Aby rozwiązać ten problem, punkt aktualizacji oprogramowania dla instalacji klienta i aktualizacji oprogramowania musi być tym samym serwerem. Należy go określić w ustawieniu zasad grupy usługi Active Directory przy użyciu poprawnego formatu nazwy i informacji o porcie.

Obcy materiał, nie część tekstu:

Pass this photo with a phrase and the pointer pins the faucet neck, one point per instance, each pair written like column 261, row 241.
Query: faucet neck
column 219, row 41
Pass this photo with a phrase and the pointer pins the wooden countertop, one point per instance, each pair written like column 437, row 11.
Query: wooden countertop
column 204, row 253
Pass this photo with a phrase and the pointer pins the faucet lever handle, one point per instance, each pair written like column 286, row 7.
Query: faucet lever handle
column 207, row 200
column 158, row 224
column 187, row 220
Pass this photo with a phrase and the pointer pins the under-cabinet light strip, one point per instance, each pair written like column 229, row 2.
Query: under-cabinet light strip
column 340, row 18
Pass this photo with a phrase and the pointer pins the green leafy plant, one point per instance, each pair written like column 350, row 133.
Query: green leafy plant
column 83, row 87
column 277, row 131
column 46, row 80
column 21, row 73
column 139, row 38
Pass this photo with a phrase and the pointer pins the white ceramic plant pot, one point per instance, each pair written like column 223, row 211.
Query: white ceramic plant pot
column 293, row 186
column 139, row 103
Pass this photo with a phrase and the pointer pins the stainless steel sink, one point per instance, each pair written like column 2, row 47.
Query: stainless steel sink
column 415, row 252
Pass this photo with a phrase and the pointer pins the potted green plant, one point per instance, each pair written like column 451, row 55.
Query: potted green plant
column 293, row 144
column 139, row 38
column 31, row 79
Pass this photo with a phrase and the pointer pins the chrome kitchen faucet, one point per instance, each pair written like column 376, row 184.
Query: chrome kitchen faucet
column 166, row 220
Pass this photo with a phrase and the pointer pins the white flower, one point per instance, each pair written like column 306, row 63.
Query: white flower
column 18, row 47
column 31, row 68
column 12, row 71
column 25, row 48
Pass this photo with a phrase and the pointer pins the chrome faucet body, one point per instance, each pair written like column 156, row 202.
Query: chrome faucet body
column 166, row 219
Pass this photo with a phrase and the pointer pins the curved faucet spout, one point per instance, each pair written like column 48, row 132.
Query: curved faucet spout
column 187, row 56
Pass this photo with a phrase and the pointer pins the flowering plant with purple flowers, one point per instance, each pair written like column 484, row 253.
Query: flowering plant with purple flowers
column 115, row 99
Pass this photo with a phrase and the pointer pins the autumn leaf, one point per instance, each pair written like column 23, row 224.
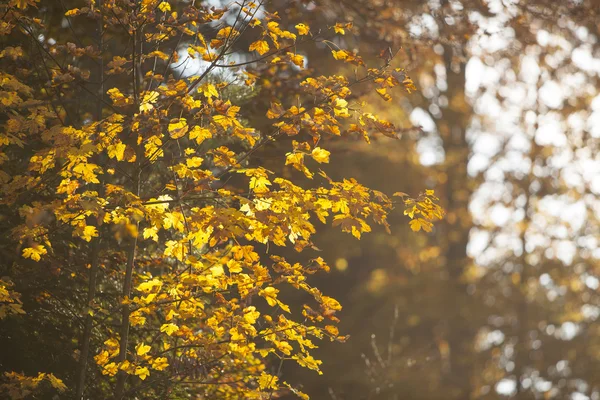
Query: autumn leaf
column 303, row 29
column 142, row 372
column 178, row 128
column 320, row 155
column 142, row 349
column 35, row 252
column 259, row 46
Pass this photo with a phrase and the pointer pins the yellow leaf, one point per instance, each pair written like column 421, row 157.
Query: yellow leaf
column 259, row 184
column 142, row 372
column 208, row 90
column 303, row 29
column 178, row 127
column 297, row 59
column 142, row 349
column 260, row 46
column 320, row 155
column 160, row 363
column 267, row 381
column 339, row 28
column 89, row 232
column 169, row 329
column 164, row 6
column 117, row 151
column 35, row 252
column 339, row 54
column 200, row 134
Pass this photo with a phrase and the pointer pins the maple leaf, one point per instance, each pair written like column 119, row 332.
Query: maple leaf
column 89, row 232
column 142, row 349
column 260, row 46
column 117, row 151
column 320, row 155
column 164, row 6
column 303, row 29
column 178, row 127
column 35, row 252
column 169, row 329
column 142, row 372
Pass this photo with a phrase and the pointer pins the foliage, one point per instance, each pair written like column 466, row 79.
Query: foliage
column 134, row 248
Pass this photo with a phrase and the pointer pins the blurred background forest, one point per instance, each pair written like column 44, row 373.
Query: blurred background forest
column 501, row 300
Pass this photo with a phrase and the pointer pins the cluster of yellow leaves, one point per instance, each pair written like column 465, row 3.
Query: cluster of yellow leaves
column 154, row 165
column 422, row 210
column 10, row 301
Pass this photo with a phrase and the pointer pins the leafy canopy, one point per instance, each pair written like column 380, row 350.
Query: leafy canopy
column 117, row 164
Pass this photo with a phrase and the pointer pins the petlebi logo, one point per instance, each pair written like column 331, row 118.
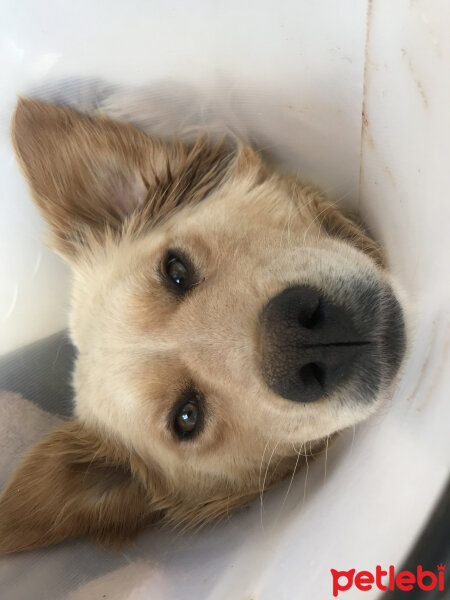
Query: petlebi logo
column 388, row 579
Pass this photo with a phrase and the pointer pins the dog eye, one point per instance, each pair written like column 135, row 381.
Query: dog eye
column 188, row 417
column 177, row 272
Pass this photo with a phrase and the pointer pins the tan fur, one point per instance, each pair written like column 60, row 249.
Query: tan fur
column 116, row 201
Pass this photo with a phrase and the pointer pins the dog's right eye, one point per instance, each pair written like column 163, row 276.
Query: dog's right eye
column 187, row 415
column 177, row 272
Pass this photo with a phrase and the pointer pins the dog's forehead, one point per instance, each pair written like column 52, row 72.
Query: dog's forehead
column 239, row 210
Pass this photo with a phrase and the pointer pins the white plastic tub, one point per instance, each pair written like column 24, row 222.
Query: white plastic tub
column 353, row 95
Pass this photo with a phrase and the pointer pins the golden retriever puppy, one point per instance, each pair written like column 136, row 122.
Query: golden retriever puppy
column 224, row 315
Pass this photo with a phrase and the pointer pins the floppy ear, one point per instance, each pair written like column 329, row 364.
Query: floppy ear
column 71, row 484
column 88, row 174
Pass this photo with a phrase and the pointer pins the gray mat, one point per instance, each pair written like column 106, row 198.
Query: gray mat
column 41, row 373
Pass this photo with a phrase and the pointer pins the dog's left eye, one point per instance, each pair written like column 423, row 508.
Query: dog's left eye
column 188, row 416
column 177, row 272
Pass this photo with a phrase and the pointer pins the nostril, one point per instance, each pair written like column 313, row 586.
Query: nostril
column 312, row 319
column 312, row 374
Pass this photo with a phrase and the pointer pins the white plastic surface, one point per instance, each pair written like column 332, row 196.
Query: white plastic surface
column 301, row 74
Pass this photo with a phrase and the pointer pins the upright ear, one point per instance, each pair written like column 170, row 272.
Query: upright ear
column 74, row 484
column 88, row 174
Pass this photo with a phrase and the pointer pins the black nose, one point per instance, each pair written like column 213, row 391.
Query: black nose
column 308, row 344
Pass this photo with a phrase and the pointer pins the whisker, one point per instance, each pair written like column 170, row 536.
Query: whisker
column 264, row 481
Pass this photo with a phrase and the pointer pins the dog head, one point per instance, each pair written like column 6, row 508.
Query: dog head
column 225, row 316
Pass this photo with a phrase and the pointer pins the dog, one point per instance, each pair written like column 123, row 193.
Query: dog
column 227, row 318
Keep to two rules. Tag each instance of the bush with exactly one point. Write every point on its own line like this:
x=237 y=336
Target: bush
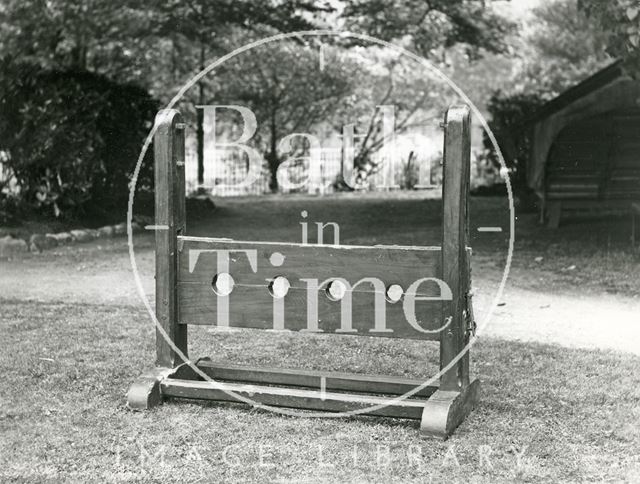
x=71 y=139
x=509 y=113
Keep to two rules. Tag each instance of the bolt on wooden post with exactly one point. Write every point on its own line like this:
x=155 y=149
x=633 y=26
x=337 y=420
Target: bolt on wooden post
x=170 y=218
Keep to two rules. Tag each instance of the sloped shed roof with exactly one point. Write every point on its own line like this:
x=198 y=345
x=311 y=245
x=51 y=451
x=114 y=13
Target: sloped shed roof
x=608 y=90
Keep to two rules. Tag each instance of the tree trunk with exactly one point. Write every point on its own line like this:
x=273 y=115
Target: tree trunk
x=200 y=122
x=272 y=156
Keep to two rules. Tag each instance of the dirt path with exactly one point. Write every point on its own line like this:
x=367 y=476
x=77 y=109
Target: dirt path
x=100 y=273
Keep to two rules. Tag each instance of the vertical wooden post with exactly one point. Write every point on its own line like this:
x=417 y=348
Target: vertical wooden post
x=457 y=395
x=170 y=220
x=457 y=152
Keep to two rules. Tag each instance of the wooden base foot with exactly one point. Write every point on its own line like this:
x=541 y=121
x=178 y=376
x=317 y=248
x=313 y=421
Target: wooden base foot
x=555 y=212
x=445 y=410
x=145 y=393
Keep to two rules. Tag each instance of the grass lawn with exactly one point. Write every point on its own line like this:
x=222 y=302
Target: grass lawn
x=547 y=413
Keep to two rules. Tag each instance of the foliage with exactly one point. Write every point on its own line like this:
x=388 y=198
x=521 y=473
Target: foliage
x=72 y=138
x=562 y=47
x=288 y=91
x=508 y=115
x=431 y=27
x=620 y=19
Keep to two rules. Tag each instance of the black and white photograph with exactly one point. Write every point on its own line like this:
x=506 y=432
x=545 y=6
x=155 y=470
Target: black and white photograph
x=320 y=241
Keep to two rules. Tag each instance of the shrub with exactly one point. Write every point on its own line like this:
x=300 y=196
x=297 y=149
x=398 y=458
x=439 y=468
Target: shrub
x=72 y=139
x=509 y=113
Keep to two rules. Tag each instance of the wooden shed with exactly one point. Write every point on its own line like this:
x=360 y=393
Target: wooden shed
x=585 y=149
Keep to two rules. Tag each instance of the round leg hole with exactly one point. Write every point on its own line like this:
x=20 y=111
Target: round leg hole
x=336 y=290
x=222 y=284
x=279 y=287
x=394 y=293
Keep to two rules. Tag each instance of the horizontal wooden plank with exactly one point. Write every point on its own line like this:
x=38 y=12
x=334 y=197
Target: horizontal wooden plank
x=352 y=382
x=251 y=304
x=292 y=398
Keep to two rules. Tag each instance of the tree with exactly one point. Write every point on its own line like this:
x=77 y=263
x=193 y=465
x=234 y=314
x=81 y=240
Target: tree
x=620 y=19
x=202 y=24
x=431 y=26
x=155 y=43
x=288 y=90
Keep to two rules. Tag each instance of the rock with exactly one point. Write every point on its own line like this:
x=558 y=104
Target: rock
x=40 y=242
x=63 y=238
x=82 y=235
x=10 y=246
x=106 y=231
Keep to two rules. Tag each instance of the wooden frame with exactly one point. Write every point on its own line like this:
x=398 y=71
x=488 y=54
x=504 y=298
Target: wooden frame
x=184 y=272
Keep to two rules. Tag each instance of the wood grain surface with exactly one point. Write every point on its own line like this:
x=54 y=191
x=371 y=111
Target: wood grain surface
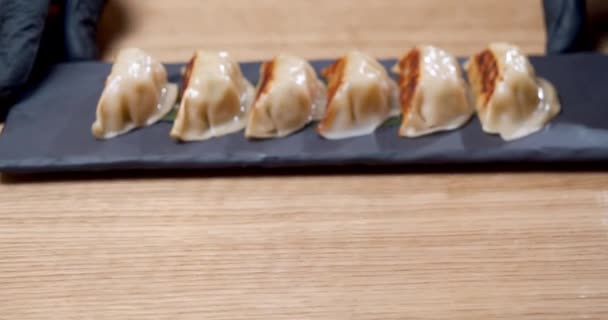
x=393 y=245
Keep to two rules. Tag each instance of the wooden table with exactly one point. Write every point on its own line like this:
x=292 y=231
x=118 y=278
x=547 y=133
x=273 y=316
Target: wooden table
x=328 y=246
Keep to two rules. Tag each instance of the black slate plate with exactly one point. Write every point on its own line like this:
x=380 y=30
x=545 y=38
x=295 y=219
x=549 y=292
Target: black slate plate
x=50 y=131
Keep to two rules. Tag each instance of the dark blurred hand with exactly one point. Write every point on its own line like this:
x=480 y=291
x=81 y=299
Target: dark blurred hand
x=34 y=34
x=565 y=23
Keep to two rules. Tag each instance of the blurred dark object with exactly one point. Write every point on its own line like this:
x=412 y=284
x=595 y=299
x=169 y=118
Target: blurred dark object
x=35 y=34
x=565 y=22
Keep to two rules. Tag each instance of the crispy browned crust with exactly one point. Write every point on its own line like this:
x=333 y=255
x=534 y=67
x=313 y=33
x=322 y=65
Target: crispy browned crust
x=334 y=75
x=483 y=74
x=266 y=77
x=187 y=75
x=409 y=77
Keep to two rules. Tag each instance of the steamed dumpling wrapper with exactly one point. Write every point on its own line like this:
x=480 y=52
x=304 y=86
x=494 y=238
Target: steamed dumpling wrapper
x=361 y=96
x=434 y=97
x=288 y=97
x=510 y=99
x=215 y=98
x=136 y=94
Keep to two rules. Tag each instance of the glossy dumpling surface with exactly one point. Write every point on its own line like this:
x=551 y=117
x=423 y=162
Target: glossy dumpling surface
x=136 y=94
x=289 y=95
x=361 y=96
x=510 y=99
x=433 y=95
x=215 y=98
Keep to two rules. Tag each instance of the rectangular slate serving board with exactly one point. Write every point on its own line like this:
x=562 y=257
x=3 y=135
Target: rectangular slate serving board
x=49 y=131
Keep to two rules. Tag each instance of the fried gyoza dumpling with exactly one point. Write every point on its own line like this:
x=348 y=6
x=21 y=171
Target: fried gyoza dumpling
x=510 y=100
x=361 y=96
x=136 y=94
x=215 y=98
x=434 y=96
x=288 y=97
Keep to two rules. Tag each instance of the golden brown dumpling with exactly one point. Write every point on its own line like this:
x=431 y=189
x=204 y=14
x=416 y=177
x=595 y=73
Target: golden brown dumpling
x=288 y=97
x=434 y=96
x=215 y=98
x=361 y=96
x=510 y=100
x=136 y=94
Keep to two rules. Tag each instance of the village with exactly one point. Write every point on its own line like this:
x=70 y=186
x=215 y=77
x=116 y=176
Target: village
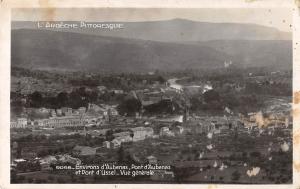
x=48 y=142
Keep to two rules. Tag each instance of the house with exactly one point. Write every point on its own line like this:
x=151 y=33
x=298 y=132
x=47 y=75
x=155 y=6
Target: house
x=28 y=152
x=84 y=151
x=165 y=131
x=152 y=159
x=115 y=143
x=106 y=144
x=141 y=133
x=177 y=130
x=19 y=123
x=58 y=112
x=101 y=89
x=81 y=110
x=66 y=111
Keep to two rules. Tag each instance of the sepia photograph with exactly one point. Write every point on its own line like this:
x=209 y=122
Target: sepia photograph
x=151 y=96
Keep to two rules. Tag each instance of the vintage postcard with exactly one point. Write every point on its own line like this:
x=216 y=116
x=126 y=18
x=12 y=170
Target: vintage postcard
x=131 y=96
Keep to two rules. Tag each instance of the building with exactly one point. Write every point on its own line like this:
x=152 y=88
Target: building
x=165 y=131
x=141 y=133
x=66 y=111
x=106 y=144
x=177 y=130
x=82 y=110
x=152 y=160
x=84 y=151
x=19 y=123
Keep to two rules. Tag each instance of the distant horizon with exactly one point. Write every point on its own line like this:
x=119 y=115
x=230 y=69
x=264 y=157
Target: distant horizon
x=279 y=18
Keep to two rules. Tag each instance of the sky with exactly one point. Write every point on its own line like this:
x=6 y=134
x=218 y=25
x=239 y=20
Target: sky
x=280 y=18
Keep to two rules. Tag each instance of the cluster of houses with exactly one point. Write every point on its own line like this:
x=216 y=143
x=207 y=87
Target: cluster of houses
x=67 y=117
x=263 y=120
x=135 y=134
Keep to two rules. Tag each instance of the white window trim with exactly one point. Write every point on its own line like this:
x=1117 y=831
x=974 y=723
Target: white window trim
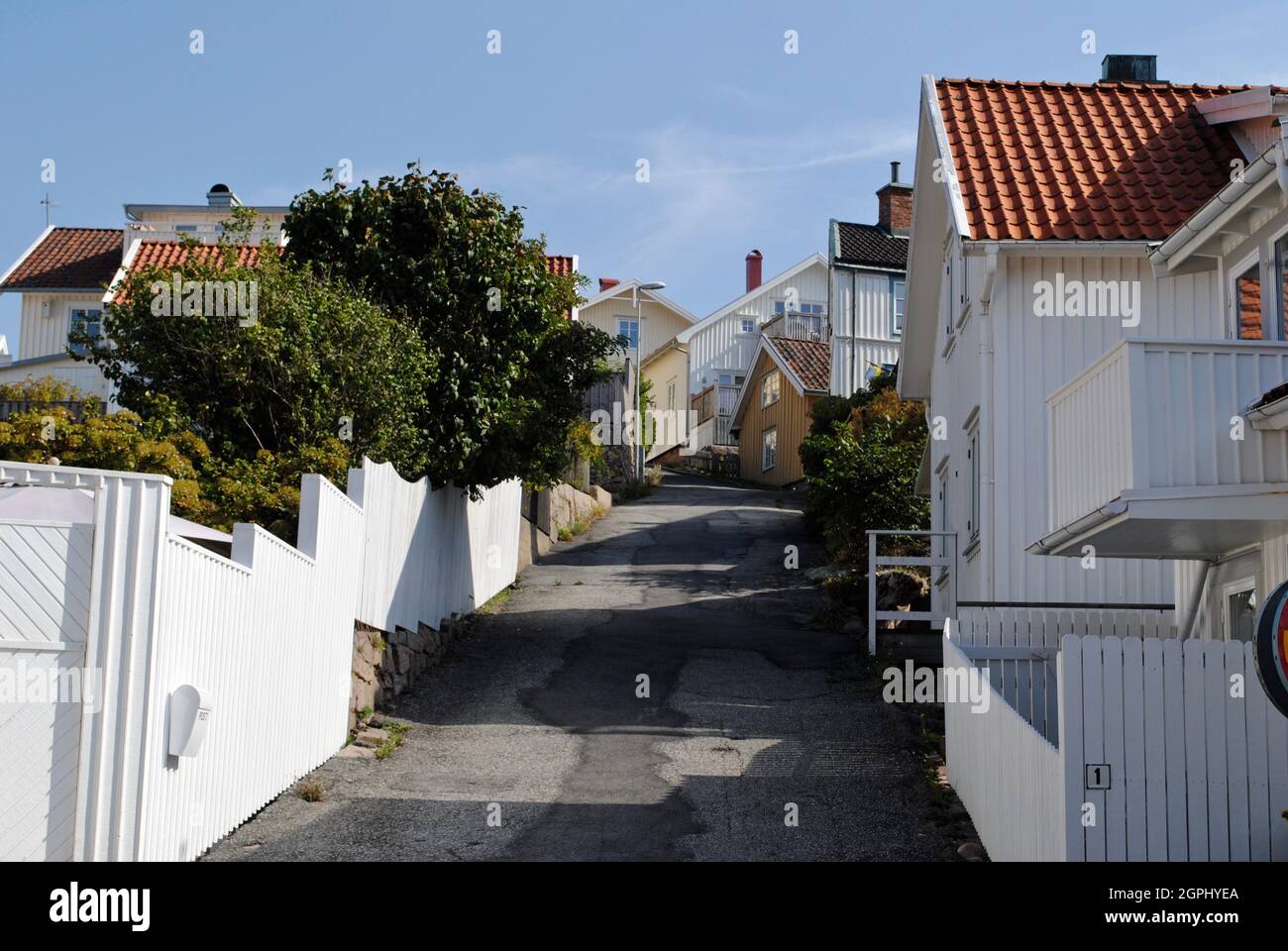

Jeśli na przykład punkt aktualizacji oprogramowania używał domyślnej witryny sieci Web, punkt aktualizacji oprogramowania to http://server1.contoso.com:80.

Klienci nie mogą odnaleźć lokalizacji serwera programu WSUS

1. Aby dowiedzieć się, jak klienci uzyskują lokalizację serwera WSUS, zobacz Lokalizację serwera WSUS. Przejrzyj dzienniki klientów i punktów zarządzania.
2. Włącz pełne i debugowanie rejestrowania na kliencie i w punkcie zarządzania.
3. Sprawdź, czy na kliencie nie występują błędy komunikacji w CcmMessaging.log.
4. Jeśli punkt zarządzania zwraca pustą odpowiedź lokalizacji programu WSUS, może wystąpić niezgodność w wersji zawartości programu WSUS. Może to być wynikiem nieudanej synchronizacji. Aby znaleźć wersję zawartości punktu aktualizacji oprogramowania, w konsoli programu Configuration Manager wybierz pozycję Monitorowanie>stanu synchronizacji punktu aktualizacji oprogramowania.
5. Przejrzyj dane w CI_UpdateSourcesWSUSServerLocations tabelach i i Update_SyncStatus sprawdź, czy unikatowy identyfikator źródła aktualizacji i wersja zawartości są zgodne z tymi tabelami.

Nieznane wyniki zgodności

1. Przejrzyj plik PolicyAgent.log na kliencie, aby sprawdzić, czy klient otrzymuje zasady.
2. Sprawdź, czy synchronizacja aktualizacji oprogramowania zakończyła się pomyślnie w punkcie aktualizacji oprogramowania. Jeśli synchronizacja nie powiedzie się, rozwiąż problemy z synchronizacją.
3. Jeśli plik WUAHandler.log nie istnieje i nie został utworzony po rozpoczęciu cyklu skanowania, problem najprawdopodobniej występuje z jednego z następujących powodów:
   • Zasady skanowania aktualizacji oprogramowania nie są dostępne
   • Klienci nie mogą odnaleźć lokalizacji serwera programu WSUS
4. Sprawdź, czy w pliku CcmMessaging.log na kliencie nie występują błędy komunikacji.
5. Jeśli skanowanie zakończy się pomyślnie, klient powinien wysłać komunikaty o stanie do punktu zarządzania, aby wskazać stan aktualizacji. Aby dowiedzieć się, jak działa przetwarzanie komunikatów o stanie, zobacz Przepływ przetwarzania komunikatów o stanie.

Inne problemy

Aby uzyskać więcej informacji, zobacz Rozwiązywanie problemów ze skanowaniem aktualizacji oprogramowania klienckiego.